Earlier AI vulnerability detection attempts produced high rates of hallucinated bug reports requiring significant human triage to discard.
Mozilla Distinguished Engineer Brian Grinstead credited two factors: model improvements and Mozilla’s investment in project-specific harness customization.
Mozilla’s CTO has publicly claimed AI means “zero-days are numbered” and “defenders finally have a chance to win, decisively.”
Hacker News Comment Review
Commenters flagged a key definitional gap: the 271 items are bugs or potential vulnerabilities, not confirmed exploits with proof-of-concept; Mozilla’s own severity breakdown splits them into sec-critical, sec-high, and lower tiers.

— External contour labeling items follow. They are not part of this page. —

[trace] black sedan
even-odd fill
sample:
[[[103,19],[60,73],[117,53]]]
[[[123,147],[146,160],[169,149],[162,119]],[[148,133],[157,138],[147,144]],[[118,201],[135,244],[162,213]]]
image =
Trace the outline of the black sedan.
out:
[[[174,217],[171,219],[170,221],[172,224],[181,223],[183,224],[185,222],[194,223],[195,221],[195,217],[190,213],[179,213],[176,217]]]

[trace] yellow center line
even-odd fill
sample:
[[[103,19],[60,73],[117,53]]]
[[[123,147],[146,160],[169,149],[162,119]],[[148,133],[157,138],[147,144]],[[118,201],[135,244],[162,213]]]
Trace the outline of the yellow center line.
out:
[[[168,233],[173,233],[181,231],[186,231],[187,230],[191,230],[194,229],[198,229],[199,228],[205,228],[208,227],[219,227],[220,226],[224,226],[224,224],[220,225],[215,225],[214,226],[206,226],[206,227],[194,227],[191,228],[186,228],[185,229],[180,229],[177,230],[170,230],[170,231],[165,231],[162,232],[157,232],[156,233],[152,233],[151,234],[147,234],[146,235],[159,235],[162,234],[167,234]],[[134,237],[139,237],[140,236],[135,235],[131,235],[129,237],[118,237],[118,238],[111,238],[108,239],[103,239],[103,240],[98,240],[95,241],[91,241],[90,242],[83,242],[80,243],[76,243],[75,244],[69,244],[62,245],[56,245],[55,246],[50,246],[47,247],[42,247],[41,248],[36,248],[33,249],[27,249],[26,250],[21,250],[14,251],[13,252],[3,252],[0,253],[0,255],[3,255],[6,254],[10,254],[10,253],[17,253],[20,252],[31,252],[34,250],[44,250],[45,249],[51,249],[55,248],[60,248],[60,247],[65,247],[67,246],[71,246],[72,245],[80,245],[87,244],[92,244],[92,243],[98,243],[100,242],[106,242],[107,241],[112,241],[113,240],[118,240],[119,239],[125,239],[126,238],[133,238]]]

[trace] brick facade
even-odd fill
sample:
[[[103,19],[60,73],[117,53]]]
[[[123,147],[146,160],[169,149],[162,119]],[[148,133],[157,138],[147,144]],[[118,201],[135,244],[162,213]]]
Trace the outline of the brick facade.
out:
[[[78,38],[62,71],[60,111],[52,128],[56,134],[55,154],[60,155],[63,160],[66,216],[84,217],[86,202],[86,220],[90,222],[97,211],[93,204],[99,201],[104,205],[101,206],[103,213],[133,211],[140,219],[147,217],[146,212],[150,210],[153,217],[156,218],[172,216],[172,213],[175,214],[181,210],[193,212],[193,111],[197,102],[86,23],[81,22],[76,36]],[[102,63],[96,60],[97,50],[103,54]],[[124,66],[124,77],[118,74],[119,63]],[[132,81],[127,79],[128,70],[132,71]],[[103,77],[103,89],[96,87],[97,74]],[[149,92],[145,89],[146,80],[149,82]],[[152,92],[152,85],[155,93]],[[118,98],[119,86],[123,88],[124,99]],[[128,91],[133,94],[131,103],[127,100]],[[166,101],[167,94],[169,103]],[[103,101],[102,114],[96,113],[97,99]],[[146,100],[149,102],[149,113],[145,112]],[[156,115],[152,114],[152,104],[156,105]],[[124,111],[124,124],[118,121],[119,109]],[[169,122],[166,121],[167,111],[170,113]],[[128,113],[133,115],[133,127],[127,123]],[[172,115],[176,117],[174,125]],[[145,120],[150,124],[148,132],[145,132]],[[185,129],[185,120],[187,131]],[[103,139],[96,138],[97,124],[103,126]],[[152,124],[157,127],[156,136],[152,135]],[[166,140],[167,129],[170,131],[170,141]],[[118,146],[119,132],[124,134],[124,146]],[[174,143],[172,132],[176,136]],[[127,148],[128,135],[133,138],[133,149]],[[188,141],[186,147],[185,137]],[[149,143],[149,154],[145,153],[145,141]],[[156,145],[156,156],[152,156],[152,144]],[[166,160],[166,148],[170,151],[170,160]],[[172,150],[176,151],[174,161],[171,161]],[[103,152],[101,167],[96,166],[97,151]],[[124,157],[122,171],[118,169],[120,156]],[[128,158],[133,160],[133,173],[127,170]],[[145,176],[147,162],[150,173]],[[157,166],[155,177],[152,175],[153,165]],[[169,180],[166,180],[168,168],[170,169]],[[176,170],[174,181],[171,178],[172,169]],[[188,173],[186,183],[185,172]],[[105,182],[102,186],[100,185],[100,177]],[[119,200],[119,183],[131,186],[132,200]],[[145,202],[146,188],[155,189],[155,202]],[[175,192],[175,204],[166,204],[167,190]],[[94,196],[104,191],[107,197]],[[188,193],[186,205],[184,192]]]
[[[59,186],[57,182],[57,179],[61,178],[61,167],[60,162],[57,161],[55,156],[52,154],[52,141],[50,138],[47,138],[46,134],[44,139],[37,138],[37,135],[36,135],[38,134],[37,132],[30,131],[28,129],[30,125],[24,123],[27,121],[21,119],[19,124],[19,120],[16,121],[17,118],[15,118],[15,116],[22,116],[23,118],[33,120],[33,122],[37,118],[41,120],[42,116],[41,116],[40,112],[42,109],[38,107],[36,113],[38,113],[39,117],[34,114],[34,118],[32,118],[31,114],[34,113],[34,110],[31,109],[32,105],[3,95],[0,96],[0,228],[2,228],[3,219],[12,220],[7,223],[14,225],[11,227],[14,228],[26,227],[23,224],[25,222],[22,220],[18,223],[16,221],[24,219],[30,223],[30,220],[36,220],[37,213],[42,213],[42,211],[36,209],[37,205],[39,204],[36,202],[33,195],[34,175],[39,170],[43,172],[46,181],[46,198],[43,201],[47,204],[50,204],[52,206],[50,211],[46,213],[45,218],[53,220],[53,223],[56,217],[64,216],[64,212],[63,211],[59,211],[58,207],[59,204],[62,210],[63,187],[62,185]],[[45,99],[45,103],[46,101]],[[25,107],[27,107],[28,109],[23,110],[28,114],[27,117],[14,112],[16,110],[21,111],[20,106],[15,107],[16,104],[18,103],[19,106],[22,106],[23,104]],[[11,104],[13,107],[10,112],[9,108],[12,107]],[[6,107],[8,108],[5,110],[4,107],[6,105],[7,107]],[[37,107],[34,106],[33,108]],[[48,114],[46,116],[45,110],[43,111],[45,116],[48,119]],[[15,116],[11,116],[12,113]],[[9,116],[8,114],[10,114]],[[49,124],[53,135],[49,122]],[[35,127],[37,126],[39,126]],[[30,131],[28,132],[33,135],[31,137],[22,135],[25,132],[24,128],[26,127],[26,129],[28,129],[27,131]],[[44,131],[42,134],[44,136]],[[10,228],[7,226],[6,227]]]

One commenter with apparent insider context noted Mythos showed cross-domain reasoning, e.g., identifying that a floating-point value sent over IPC could be attacker-modified in non-obvious ways, suggesting genuine depth beyond pattern matching.
Skepticism exists about what distinguishes Mythos from standard frontier models like Opus for security work; Mozilla has not published a clear benchmark comparison.
Notable Comments
@jerrythegerbil: “Mythos didn’t write 271 PoC for vulnera” – flags that bug counts and verified vulnerabilities are not the same metric.
@canucker2016: Coverity already tracks 5000+ outstanding Firefox defects; overlap with Mythos findings is unknown.